Artificial intelligence (AI) has become integral to FinTech banking services, with global AI in the banking market estimated to reach $64.03 billion by 2030. AI, particularly when combined with machine learning, plays a crucial role in fraud detection. Banks leverage AI-powered software to generate alerts for potentially fraudulent transactions, followed by human investigation for validation. The increased number of fraudulent attacks has made traditional detection methods costly and time-consuming. AI technology allows banks to use historical data to predict and identify fraud patterns, reducing manual efforts and enhancing decision-making insights. The MBA curriculum includes modules on data analytics, where students learn how AI algorithms leverage historical data to make predictions and detect patterns.

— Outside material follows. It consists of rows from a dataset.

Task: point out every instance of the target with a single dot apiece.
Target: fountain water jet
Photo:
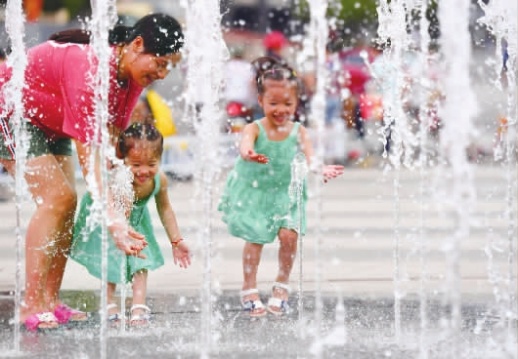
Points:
(18, 59)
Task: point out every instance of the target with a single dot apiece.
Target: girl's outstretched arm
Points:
(181, 252)
(328, 171)
(246, 147)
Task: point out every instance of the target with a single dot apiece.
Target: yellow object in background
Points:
(162, 114)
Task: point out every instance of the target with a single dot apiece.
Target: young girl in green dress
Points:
(256, 203)
(140, 146)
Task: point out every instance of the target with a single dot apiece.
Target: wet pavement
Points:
(349, 257)
(361, 328)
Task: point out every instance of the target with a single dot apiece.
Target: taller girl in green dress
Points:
(141, 147)
(256, 203)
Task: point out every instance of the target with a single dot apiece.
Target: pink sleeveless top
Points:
(58, 93)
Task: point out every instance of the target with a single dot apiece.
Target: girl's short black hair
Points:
(268, 68)
(138, 131)
(161, 33)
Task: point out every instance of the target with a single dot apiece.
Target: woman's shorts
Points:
(39, 143)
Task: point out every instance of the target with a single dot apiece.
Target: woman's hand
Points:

This analytical skill set is valuable for students to make informed decisions in the financial industry.

Smart Chip Technology

As of 2023, there were approximately 10.81 billion EMV cards globally, showcasing the prevalence of smart chip technology in payment systems. Also known as EMV (Europay, Mastercard, Visa) technology, these chip-based systems enhance the security of transactions by generating unique codes for each transaction. Smart chip technology not only reduces card fraud but also aids banks in adhering to Payment Card Industry (PCI) security standards, minimising the risk of data breaches and associated costs. Smart chip technology and its role in enhancing transaction security are often integrated into risk management courses within the MBA curriculum. Some MBA programmes offer elective courses in cybersecurity, where students explore the technological aspects of secure payment systems, including smart chip technology.

Way Forward

In conclusion, the evolution of FinTech from the 1950s to its present-day prominence marks a transformative journey in the financial and banking sectors. The integration of technology, evident in components such as e-wallets, smart chip technology, biometric sensors, mobile banking, and AI, has not only revolutionised financial services but also prompted business schools to reshape their MBA programmes. As FinTech continues to redefine traditional banking and finance, the ongoing efforts to incorporate these advancements into MBA curricula reflect a commitment to fostering expertise that will drive and navigate the future of financial services.